One has to wonder what a conversation between Feynman and George Sperling
or Jean-Claude Falmagne or Geoff Iverson or Roger Shepard or Robyn
Dawes or other mathematical psychologists would be like.  Would he
dismiss them as well because, well, they're psychologists?

-Mike Palij
New York University
[email protected]

P.S. Jack Cohen's office was on the 5th floor and I believe that he was
"unaffiliated", that is, did not below to any particular program area in the
psychology department.  I believe that he did not have much interaction 
with the folks on the 8th-10th floor.
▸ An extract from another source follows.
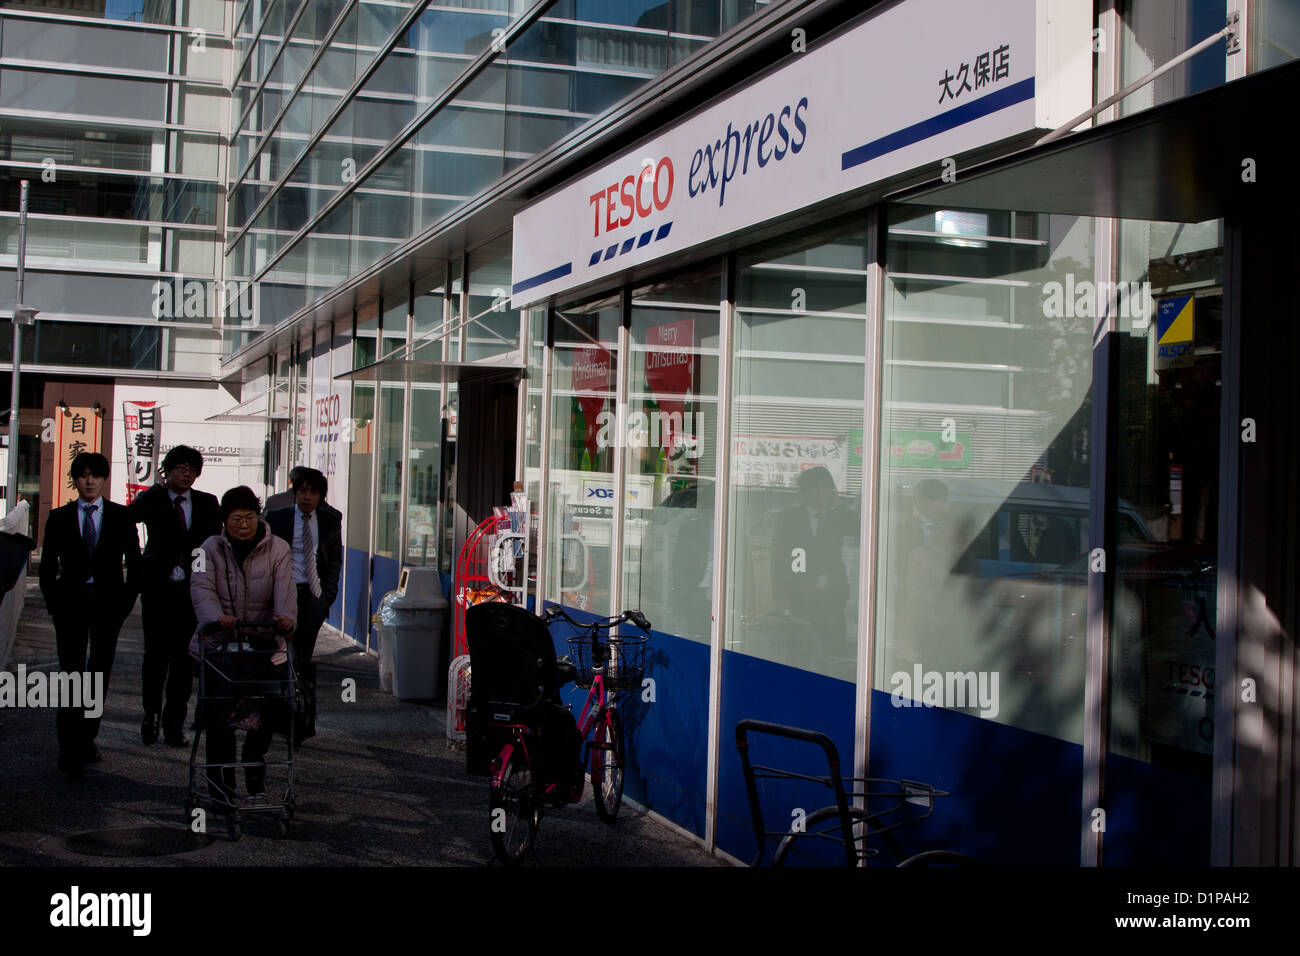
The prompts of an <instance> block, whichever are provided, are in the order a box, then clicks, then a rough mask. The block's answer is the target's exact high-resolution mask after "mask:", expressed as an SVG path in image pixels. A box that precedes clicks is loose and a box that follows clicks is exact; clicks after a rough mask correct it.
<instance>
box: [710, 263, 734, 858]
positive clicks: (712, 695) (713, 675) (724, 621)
mask: <svg viewBox="0 0 1300 956" xmlns="http://www.w3.org/2000/svg"><path fill="white" fill-rule="evenodd" d="M722 286H723V287H722V294H720V297H719V303H718V306H719V313H718V428H716V436H715V438H714V445H715V447H716V449H718V453H716V457H715V460H714V467H715V471H716V477H715V483H716V486H715V489H714V580H712V589H714V596H712V620H711V622H710V627H708V731H707V732H708V740H707V756H706V758H705V848H706V849H707V851H708V852H710V853H712V852H715V851H716V849H718V787H719V778H720V773H722V766H720V761H722V744H723V740H722V721H723V714H722V705H723V643H724V640H725V635H727V615H728V613H729V610H728V601H727V598H728V597H729V594H728V591H727V574H728V562H727V536H728V531H729V527H731V427H732V425H731V419H732V398H733V395H732V373H733V371H735V369H733V367H732V363H733V359H735V334H736V317H737V310H736V254H735V252H729V254H727V256H725V259H724V263H723V281H722Z"/></svg>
Graduate students in experimental
had to take a year long sequence in math psychology taught by Jean-Claude
instead of Jack's year long graduate statistics sequence, at least for the 
time period 1970-1990.  Nonetheless, I have the deepest respect for 
Jack though in retrospect I think was somewhat weak in some areas
(e.g., in understanding of null hypothesis testing; I think most psychologists
have a warped understanding of null hypothesis testing, Gerd Gigerenzer
notwithstanding, and suggest reading Erich Lehman book on Fisher
and Neyman (Egon Pearson actually has a smaller role in the history
of statistics); see:
http://www.amazon.com/Fisher-Neyman-Creation-Classical-Statistics/dp/1441994998

P.P.S.  Jack Cohen got his PhD in clinical psychology at NYU in 1950.